The junk food decades from the 1950s to the 2000s meant that a lot of kids were born who inherited the epigenetic legacy of their parents’ poor diet and environment. We know that what you eat affects your health – now we also know it affects your genes and is an undesirable legacy to your children. I won’t go into the detail of DNA methylation and transfer RNAs, but suffice to say that if a father or a mother eats too much sugary and industrial food and is exposed to environmental contaminants such as pesticides, food colouring and preservatives their baby’s start in life is clouded and the kid is more likely to suffer impaired insulin tolerance that could lead to diabetes. The good news is that epigenetics cuts both ways. A lot of the crap that used to screw up our genes is now out of the system – things like DDT, lead, hydrogenated fat, toxic dyes and preservatives and high levels of pesticide, fungicide and herbicide residues in our food are all non-existent or much lower. So going forward we could be passing on healthier and more robust genes.

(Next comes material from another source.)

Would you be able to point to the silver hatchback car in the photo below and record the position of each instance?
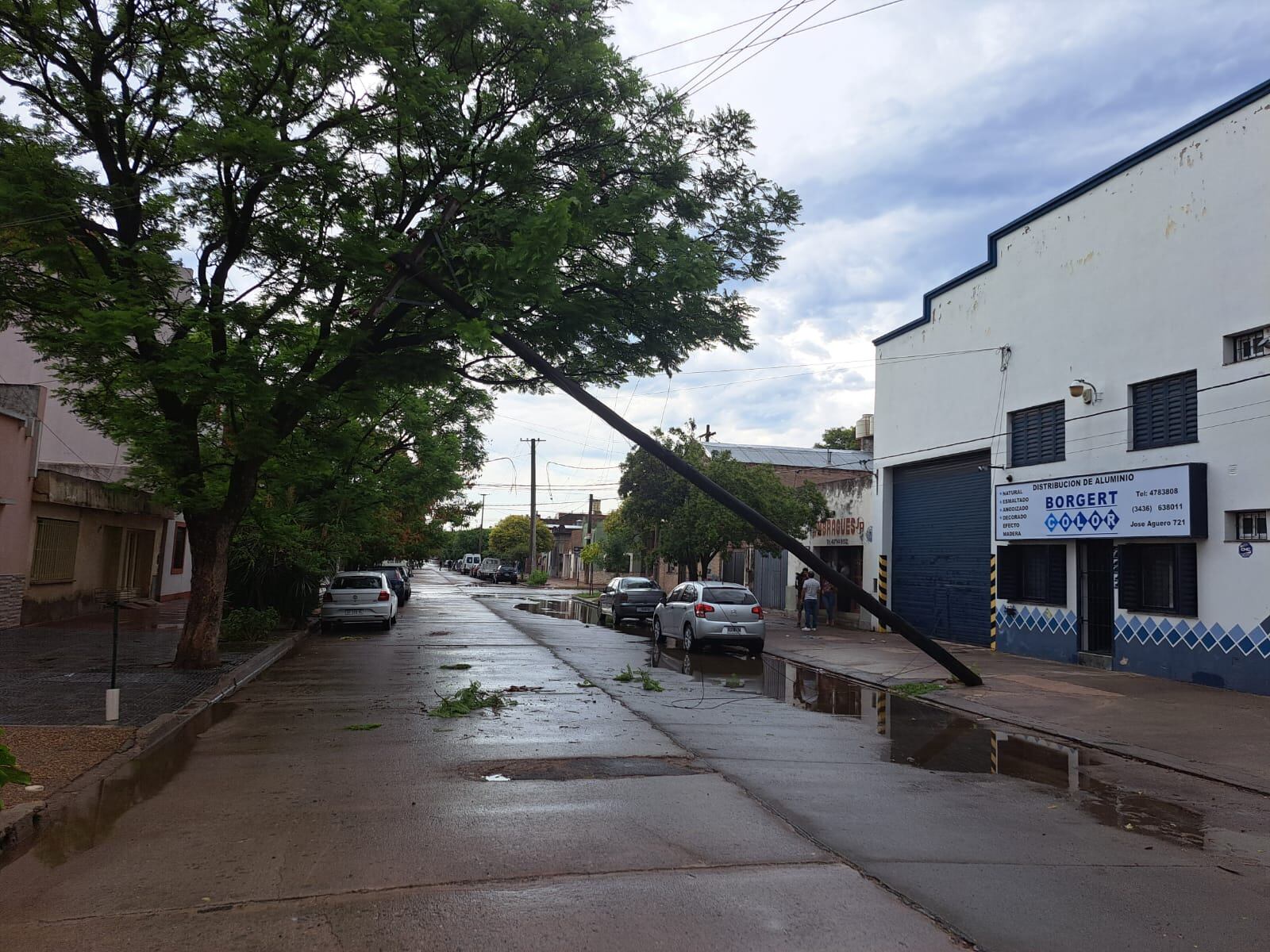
(711, 612)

When we launched Yin-Yang Ltd, the macrobiotic food company that would morph into Whole Earth, Vegeburger and Green & Black’s, we thought the healthy eating revolution would be over by the early 1970s. It was so obvious. We naively thought everyone would go for it – after all, who didn’t want to live a long and healthy life? As my brother Gregory said, we were looking at the future through the wrong end of the telescope. We saw the future, we were just out by 40 or 50 years. Boo-hoo about the ruined lives along the way, but hip hip hurrah for the coming reversal of humanity’s decline.